As palavras de Yoki Vrychea, dona do bar Bartesera, reproduzidas na reportagem, ajudam a entender a proximidade: na Grécia, já "ninguém acredita que o dinheiro que entrega ao Estado será bem gerido". Isto é: as medidas de austeridade impostas ao povo têm uma primeira causa - o passado irresponsavelmente despesista do Estado - que retira moralidade aos sacrifícios exigidos. Lá como cá.
Este pode muito bem ser o rastilho de uma futura liquefacção dos estados tal como hoje os conhecemos. Quando o muro de Berlim caiu, assistimos a um fenómeno de "complexidade crescente", nas palavras do professor Adriano Moreira: à medida que muitos países se organizavam em blocos, políticos e/ou económicos, verificou-se uma explosão de novos estados. Este movimento de sinais contrários embrenhou-se agora na economia: o pedido de sacrifícios aos governados choca de frente, e cada vez com maior intensidade, com a confiança que estes depositam nos seus governantes. Justamente porque "ninguém acredita que o dinheiro que entrega ao Estado será bem gerido".
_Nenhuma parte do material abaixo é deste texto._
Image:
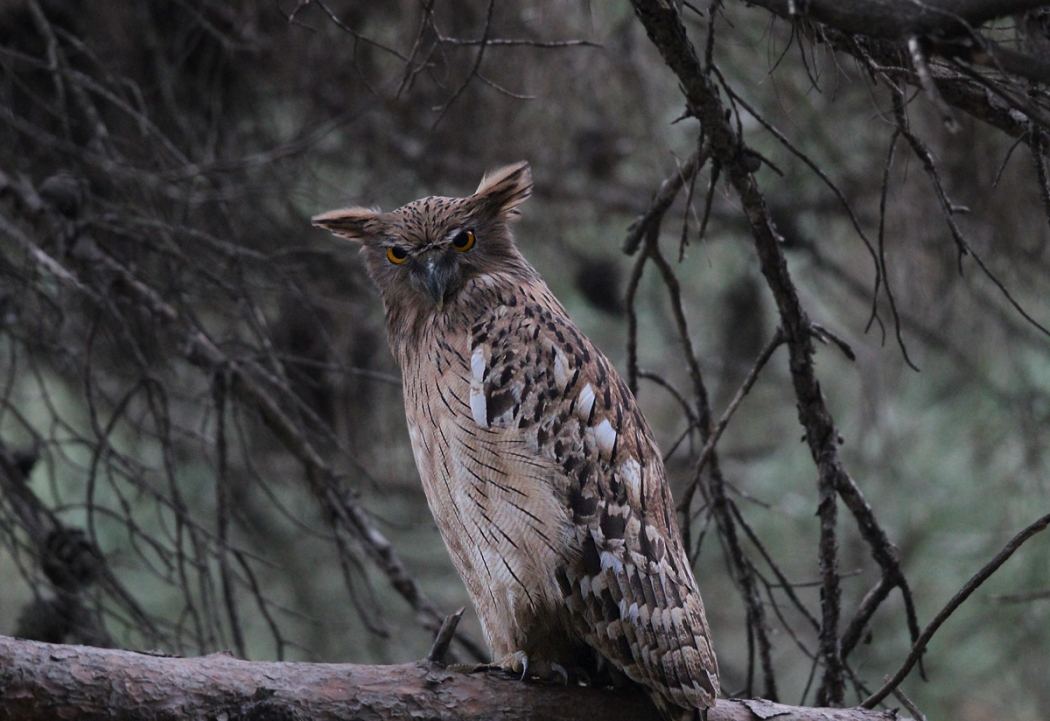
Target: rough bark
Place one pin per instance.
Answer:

Sim, podemos juntar aqui a conversa habitual: também nós, patriotas consumidores, estamos obrigados a alterar os nossos estilos de vida. É verdade. Parece-me, no entanto, que o problema já está bem para lá dessa óbvia constatação. Nunca como agora foi tão tensa a relação entre quem manda e quem é mandado. Numa altura em que os desafios são gigantes, esta dessintonia é perigosa, para dizer o mínimo.
A verdade é que as notícias não tendem a melhorar, de modo a baixar o nível desta pressão. A Hungria está perto da bancarrota. E o Governo alemão apresentou ontem o maior pacote de austeridade desde o fim da II Guerra Mundial. Objectivo: reduzir a despesa do Estado em 80 mil milhões de euros (metade daquilo que Portugal produz num ano inteiro) até 2014. É brutal.
Os cortes afectarão o rendimento mínimo garantido e os subsídios aos pais que ficam em casa a cuidar de crianças logo após a maternidade. Isto é: os direitos adquiridos - expressão tão querida a alguma da Esquerda portuguesa - levam um valente abanão.
São apenas mais notícias vindas do inferno...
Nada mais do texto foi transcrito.